Extrait :
Extrait de l'introduction :
Avec quelques amis, il y a quelques années de cela, nous nous étions inscrits à un cours de cuisine animé par une matrone arménienne et sa domestique âgée. Comme elles ne parlaient pas l'anglais, et nous, pas l'arménien, la communication était difficile. Elle enseignait par l'exemple ; élèves zélés, nous observions et tentions de quantifier ses recettes quand elle préparait son délicieux agneau aux aubergines. Mais nos plats n'étaient pas aussi réussis que les siens : nous avions beau nous donner du mal, nous n'arrivions pas au même résultat. «Qu'est-ce qui donne à sa cuisine cette touche spéciale ?» Cette question me taraudait et resta sans réponse jusqu'au jour où, particulièrement attentif aux préparatifs qui se déroulaient en cuisine, j'observais notre professeur, digne et résolue, préparer un plat.

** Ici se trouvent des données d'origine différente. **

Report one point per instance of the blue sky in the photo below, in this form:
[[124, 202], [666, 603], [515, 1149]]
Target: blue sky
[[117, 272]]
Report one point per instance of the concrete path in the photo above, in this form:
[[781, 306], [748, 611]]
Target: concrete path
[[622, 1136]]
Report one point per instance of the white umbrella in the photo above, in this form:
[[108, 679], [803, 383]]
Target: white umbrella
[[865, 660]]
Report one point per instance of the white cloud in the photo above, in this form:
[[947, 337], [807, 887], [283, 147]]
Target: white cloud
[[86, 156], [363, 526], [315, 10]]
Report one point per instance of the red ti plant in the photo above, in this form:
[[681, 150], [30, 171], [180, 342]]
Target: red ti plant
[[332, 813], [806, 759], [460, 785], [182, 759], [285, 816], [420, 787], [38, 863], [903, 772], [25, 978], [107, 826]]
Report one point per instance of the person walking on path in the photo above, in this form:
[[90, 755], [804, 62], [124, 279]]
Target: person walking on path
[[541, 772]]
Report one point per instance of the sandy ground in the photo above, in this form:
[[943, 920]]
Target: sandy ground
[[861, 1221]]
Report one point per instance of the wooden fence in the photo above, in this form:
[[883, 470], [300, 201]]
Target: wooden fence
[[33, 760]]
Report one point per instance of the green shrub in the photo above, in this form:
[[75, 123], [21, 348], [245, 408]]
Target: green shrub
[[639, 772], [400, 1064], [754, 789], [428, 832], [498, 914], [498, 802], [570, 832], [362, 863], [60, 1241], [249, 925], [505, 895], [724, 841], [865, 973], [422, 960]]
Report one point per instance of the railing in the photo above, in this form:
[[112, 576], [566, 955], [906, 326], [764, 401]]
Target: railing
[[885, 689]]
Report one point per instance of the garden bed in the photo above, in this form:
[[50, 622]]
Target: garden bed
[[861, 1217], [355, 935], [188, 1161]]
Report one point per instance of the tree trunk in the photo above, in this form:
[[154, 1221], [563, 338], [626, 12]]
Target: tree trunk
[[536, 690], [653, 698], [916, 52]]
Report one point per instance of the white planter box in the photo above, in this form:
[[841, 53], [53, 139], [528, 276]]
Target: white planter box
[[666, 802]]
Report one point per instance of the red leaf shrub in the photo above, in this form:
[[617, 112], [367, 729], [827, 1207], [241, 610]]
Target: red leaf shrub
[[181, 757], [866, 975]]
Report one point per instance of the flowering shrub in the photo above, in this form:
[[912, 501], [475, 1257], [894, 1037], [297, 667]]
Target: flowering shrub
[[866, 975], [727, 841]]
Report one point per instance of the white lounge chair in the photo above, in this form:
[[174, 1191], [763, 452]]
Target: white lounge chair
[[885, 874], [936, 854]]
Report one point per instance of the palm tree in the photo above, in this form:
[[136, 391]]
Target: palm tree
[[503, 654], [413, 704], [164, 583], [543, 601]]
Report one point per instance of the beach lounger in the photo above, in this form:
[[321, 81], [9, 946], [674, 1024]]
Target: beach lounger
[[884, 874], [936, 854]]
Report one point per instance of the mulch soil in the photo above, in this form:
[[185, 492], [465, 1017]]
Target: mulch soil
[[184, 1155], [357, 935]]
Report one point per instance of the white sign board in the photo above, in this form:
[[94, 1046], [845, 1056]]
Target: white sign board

Elle le remit à son assistante qui, sans un mot, le porta à la cuisine et y saupoudra prestement quelques poignées d'épices et de condiments. Ces «saupoudrages» furtifs j'en suis convaincu, faisaient toute la différence.
Ce cours de cuisine me revient souvent en mémoire quand je songe à la psychothérapie et que je m'interroge notamment sur les ingrédients essentiels d'une thérapie réussie. Les textes formels, les articles et les conférences présentent la psychothérapie comme une activité précise et méthodique, aux étapes soigneusement balisées, avec ses techniques d'intervention, le développement et la résolution méthodiques du transfert, l'analyse des relations d'objet et son lot soigneusement pesé d'interprétations «porteuses». Pourtant, je suis persuadé que le thérapeute, «dans sa cuisine», saupoudre ces petits plus qui changent tout.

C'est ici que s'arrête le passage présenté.